ProFile, a key study of PhD careers

Public research, Higher Education and careers are key elements of RISIS datasets. ProFile is one of them and is the only longitudinal study in Europe containing doctoral students from all scientific disciplines and regular information on the conditions of their doctoral training and their careers.

 

ProFile, a longitudinal study of German doctoral candidates from all disciplines and their early post-doctoral careers, both in and outside of academia, contains a range of highly relevant output characteristics of PhD training, such as time to degree, grade, publications and conference visits, as well as of careers such as occupational placement, income, satisfaction.  It also makes use of a wide range of empirical concepts to more deeply analyse the empirical relations behind the distributions, like individual goals, personal characteristics, social background, characteristics of PhD training”, said Stefan Hornbostel, Head of Research area ‘Research System and Science Dynamics’ at German Centre for Higher Education Research and Science Studies (DZHW).

 

 

ProFile thus aims at identifying determinants of postdoctoral career development and providing information on conditions of doctoral education in a comparative perspective. The dataset contains several explanatory elements, which can be connected to career theories of decision making in order to explain career outcomes.

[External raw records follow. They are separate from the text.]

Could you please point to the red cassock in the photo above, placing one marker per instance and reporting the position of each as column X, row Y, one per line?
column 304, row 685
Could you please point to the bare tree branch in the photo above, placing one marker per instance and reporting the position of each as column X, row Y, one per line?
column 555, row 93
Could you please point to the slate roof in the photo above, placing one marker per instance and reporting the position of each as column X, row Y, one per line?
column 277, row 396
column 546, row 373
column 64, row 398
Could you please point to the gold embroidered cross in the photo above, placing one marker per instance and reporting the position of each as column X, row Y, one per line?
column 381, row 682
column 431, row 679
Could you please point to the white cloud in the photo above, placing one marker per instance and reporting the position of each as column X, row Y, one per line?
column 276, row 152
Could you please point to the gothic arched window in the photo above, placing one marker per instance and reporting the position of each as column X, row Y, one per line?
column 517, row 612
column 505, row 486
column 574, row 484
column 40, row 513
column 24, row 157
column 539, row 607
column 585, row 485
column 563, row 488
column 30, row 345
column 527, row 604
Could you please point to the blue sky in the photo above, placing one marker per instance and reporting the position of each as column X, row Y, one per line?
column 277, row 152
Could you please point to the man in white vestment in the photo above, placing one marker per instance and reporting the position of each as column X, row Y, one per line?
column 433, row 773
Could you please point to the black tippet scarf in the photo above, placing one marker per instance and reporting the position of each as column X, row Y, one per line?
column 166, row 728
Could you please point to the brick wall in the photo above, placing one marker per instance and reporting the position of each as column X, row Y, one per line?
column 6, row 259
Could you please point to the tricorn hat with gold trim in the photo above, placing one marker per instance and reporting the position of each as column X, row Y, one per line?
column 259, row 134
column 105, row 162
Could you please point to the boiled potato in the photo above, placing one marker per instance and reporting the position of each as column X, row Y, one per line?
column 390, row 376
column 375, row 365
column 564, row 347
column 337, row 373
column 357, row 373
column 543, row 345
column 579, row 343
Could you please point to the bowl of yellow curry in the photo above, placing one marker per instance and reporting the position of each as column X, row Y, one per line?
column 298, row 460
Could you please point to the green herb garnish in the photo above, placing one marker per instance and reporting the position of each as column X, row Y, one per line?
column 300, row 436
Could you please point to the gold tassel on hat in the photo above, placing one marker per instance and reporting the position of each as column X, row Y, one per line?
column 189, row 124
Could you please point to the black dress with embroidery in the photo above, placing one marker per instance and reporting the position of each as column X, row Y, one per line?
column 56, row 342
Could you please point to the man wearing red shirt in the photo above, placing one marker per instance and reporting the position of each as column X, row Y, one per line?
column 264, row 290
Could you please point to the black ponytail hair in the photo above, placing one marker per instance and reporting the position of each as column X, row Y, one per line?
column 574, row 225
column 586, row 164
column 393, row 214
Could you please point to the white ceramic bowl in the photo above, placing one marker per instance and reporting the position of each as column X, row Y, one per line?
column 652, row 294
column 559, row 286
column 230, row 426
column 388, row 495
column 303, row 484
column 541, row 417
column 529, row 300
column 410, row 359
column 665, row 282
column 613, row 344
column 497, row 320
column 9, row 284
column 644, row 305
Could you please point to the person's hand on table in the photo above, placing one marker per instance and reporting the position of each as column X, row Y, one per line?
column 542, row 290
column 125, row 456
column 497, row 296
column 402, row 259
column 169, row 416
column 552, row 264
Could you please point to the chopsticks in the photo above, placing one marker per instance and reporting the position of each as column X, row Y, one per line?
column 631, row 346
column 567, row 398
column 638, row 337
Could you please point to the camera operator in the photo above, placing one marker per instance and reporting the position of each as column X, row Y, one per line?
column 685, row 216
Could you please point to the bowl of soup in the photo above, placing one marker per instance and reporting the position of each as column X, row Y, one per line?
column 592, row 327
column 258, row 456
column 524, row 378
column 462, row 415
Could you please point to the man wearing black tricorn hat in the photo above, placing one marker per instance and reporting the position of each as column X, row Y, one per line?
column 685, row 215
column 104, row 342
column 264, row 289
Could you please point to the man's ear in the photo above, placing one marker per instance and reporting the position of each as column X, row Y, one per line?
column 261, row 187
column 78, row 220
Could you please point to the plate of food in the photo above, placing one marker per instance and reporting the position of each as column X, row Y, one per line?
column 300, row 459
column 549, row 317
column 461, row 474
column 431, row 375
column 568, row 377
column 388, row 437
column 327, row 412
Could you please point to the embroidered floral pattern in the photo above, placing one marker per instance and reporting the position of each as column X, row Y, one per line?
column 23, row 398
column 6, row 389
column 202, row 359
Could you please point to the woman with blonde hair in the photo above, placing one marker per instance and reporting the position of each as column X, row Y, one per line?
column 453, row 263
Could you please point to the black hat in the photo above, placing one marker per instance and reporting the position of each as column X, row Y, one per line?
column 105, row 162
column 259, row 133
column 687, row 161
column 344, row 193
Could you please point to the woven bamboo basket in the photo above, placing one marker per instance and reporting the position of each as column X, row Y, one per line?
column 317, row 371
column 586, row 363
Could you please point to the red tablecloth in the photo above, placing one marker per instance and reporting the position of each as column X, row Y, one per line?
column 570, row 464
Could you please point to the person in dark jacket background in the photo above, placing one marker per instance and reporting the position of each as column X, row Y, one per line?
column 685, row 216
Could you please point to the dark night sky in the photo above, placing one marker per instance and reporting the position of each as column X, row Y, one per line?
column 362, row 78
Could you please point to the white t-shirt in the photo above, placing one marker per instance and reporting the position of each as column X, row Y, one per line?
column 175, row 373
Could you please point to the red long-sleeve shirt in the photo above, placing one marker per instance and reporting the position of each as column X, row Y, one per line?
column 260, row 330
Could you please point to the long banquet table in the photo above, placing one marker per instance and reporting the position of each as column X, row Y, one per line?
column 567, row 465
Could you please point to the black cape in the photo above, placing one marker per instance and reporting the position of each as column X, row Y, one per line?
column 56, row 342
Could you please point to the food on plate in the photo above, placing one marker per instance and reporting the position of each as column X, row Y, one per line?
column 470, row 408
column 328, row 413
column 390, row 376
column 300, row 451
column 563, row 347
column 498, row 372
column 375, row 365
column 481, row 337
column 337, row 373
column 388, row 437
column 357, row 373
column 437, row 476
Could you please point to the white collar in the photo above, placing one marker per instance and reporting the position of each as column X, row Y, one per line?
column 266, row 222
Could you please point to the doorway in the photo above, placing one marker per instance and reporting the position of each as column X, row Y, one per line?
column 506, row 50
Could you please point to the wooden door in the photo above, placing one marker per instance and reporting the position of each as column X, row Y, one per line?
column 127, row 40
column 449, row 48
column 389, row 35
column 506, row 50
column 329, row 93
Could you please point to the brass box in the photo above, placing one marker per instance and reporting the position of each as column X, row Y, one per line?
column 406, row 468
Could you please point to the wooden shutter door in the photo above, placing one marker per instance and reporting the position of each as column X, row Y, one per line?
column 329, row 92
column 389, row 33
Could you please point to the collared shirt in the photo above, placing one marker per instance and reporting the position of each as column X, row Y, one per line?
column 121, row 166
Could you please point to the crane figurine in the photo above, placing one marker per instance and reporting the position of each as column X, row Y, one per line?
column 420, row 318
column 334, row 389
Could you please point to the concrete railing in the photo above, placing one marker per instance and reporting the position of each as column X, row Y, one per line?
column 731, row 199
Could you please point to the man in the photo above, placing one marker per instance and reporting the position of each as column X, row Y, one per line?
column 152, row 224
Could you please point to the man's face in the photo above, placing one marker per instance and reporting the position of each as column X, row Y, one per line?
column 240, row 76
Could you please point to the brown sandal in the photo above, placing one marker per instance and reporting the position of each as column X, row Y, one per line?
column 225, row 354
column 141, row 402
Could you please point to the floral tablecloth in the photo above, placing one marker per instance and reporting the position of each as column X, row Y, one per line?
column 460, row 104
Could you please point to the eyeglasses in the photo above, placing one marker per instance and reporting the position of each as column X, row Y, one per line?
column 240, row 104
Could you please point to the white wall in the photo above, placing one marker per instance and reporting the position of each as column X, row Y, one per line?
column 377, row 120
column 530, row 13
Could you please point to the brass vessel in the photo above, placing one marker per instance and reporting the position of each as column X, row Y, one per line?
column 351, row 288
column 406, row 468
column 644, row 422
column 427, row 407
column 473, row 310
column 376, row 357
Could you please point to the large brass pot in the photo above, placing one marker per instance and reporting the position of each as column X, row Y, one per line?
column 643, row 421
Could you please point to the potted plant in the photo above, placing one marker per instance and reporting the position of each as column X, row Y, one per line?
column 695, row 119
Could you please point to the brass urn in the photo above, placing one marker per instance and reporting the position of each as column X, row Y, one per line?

The study was carried out from 2009 until 2017, through three surveys, which were conducted annually by the DZHW as online surveys: the Initial Survey, the Evaluation Survey and the Follow-Up Survey.

The Initial Survey targeted doctoral candidates participating in ProFile for the first time; the yearly Evaluation Survey focused on persons who have taken part in ProFile and have stated that they are still doctoral candidates in the previous survey, or on those who have completed their doctoral training in the meantime; the Follow-Up Survey targeted doctorate holders who participated in ProFile at least once and completed their doctoral candidacy.

In total, ProFile contains information of 5,468 doctorate holders. In total, 2,159 individuals were surveyed at all stages of their doctoral project. A few respondents, 1,528 in numbers, are already doctorate holders in the Initial Survey and receive a specific questionnaire, which surveys the beginning of the doctorate in retrospect. They are questioned in the Follow-Up Survey, too.

Universities, graduate schools and scholarship providers were contacted before the ProFile survey started in 2009 in order to get access to registers of doctoral candidates. The selection of participating institutions was primarily driven by the intention to reflect heterogeneity in contextual factors, respectively settings, in which a doctorate might be pursued and obtained and to yield sufficient sizes of subsamples for comparative analysis.

 

 

ProFile data are unique in the way as they are the only data available as of now which allow studying the transition from doctoral training to subsequent careers based on longitudinal data. Through RISIS project, ProFile was enriched with data from ETER and LEIDEN RANKING allowing to study the influence of institutional-level ranking data on individual outcomes”, said Jakob Tesch, researcher in Research System and Science Dynamics and Access Manager of ProFile dataset.

We are currently studying the influences of structured doctoral training on careers of doctorate holders. Moreover, we are supporting other researchers in comparing ProFile data to information from their home countries. There are, however, still a lot of other topics which are understudied, like influence of – good – supervision on careers, children and family obligations and many other”.